Another way in which The Last of Us ties into our discussion on transmedia, nuggets and push-off points, is the extra extended material which surrounds this video game. There is an additional story which can be downloaded for an extra 2 hours of game play. It provides context for Ellie’s past. Whilst this is the same media as the video game, it plays on the idea that if audiences are interested enough, they will go looking for the extra material and extended story lines which may not have been included in the main narrative.

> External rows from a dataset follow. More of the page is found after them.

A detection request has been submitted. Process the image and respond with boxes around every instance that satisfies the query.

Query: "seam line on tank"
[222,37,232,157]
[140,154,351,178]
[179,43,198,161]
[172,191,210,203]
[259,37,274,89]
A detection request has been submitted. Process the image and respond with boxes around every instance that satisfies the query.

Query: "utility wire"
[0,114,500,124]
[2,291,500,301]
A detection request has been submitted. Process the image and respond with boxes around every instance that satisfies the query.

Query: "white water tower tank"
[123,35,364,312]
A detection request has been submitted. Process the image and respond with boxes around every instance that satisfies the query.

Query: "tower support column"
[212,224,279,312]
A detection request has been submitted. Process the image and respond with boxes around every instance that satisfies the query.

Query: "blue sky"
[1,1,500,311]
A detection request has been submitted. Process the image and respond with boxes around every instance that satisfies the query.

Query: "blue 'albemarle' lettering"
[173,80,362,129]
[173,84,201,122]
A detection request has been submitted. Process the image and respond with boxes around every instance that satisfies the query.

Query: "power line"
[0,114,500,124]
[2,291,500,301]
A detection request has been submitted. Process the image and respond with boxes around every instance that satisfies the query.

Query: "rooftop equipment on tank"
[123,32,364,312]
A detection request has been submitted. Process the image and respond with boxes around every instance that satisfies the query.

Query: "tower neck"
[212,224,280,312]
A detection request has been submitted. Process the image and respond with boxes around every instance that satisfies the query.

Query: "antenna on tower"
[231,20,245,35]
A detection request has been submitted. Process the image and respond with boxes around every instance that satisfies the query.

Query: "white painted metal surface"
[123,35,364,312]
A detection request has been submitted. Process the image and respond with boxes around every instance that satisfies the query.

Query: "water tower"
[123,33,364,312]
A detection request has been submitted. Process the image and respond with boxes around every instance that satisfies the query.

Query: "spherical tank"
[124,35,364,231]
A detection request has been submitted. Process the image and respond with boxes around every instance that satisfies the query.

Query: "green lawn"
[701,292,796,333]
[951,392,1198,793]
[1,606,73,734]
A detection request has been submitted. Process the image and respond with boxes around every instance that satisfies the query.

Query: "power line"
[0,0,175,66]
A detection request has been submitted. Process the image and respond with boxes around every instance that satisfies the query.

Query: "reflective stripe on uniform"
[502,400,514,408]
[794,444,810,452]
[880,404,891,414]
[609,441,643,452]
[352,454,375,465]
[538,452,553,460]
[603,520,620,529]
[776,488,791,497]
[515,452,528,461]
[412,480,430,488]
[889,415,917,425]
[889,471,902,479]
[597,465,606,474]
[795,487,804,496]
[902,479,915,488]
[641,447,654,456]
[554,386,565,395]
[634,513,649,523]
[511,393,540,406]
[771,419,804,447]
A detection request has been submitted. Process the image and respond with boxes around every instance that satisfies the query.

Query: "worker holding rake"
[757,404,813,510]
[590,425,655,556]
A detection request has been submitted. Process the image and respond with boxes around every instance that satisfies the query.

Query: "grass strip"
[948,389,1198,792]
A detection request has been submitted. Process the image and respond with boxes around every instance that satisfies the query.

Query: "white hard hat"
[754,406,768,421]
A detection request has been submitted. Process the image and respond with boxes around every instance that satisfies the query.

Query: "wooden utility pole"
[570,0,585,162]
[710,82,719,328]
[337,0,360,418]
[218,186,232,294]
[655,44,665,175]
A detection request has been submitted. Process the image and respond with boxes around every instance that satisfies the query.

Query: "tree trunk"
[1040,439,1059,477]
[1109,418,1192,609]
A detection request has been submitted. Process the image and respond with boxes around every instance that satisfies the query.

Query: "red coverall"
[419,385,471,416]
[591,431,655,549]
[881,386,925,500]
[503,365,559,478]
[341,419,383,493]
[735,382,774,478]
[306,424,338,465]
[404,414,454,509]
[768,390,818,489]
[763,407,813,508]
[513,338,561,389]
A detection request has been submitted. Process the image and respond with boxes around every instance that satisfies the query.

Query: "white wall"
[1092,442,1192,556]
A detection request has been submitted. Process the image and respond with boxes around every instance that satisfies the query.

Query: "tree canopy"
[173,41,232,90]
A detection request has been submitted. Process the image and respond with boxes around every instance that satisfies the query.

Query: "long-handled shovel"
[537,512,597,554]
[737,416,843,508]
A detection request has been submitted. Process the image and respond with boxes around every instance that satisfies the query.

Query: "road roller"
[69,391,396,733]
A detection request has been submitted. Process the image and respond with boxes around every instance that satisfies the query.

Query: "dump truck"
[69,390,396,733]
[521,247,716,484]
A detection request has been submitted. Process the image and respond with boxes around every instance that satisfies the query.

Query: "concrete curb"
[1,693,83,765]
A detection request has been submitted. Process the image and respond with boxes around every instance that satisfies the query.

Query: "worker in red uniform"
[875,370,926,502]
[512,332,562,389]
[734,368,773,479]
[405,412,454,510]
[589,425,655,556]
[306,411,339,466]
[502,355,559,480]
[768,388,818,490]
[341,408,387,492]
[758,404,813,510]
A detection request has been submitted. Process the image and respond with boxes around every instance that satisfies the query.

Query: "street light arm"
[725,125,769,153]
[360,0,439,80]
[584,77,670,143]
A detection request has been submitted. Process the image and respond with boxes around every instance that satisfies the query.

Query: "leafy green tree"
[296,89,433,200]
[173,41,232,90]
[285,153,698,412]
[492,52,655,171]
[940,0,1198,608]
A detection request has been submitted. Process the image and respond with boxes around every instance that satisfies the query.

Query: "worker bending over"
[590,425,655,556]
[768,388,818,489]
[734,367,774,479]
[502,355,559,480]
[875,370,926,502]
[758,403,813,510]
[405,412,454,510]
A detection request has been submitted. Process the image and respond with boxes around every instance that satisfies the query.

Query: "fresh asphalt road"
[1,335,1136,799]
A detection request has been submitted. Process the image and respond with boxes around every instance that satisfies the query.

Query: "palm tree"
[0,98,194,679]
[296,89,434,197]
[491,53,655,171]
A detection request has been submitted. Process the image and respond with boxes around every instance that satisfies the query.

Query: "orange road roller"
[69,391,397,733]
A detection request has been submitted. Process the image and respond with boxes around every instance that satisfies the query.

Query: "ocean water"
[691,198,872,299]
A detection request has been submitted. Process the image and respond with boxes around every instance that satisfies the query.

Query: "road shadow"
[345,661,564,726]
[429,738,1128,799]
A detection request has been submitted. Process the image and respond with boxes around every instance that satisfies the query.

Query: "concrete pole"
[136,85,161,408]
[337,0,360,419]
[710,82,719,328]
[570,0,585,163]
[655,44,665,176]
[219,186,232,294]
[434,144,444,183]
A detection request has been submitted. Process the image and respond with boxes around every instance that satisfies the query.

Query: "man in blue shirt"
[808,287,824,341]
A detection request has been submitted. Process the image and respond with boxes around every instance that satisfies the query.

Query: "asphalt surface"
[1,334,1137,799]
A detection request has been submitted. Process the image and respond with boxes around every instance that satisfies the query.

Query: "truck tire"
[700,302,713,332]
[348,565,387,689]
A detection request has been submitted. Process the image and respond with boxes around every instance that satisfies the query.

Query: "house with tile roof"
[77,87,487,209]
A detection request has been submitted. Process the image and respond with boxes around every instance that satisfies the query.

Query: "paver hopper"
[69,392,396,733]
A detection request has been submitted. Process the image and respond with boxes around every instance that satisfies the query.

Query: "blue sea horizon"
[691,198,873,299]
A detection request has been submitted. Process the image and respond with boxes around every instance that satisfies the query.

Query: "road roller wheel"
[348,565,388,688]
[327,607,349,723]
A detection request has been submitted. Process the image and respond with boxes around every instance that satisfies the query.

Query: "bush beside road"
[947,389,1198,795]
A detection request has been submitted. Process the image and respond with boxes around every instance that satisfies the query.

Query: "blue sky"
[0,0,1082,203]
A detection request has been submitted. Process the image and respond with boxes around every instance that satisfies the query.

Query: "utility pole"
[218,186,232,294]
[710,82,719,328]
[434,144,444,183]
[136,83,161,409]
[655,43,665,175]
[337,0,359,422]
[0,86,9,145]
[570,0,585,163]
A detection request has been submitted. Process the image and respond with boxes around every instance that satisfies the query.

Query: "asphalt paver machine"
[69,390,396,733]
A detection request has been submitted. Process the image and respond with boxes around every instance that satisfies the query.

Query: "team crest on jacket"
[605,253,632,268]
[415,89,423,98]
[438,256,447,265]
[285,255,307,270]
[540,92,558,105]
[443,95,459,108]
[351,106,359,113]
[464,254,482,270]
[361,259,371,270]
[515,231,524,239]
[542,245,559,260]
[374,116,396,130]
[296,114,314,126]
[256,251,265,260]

Another example of this which we looked at in class was in the case of The Matrix. When I first watched this film nearly 10 years ago, I was 11 and didn’t understand what the hell was going on. And frankly, I wasn’t a fan of sci-fi back then, and so I found the whole concept too outlandish to deal with. In class, we watched The Second Renaissance, Parts I + II which shed some light on what actually happened before the time frame of The Matrix – in essence, it was a prequel which gave a deeper insight into the reign of the machines. I never knew these short films existed, and without them, perhaps I never would have revisited The Matrix as I did after class. With the background knowledge provided from these two short films, I enjoyed The Matrix a whole lot more than I did the first time. I’m sure though, people older than I was when I first watched the film (and people with a higher attention span) wouldn’t have needed these short films to enjoy The Matrix, but their existence adds to the excitement and hype around the film.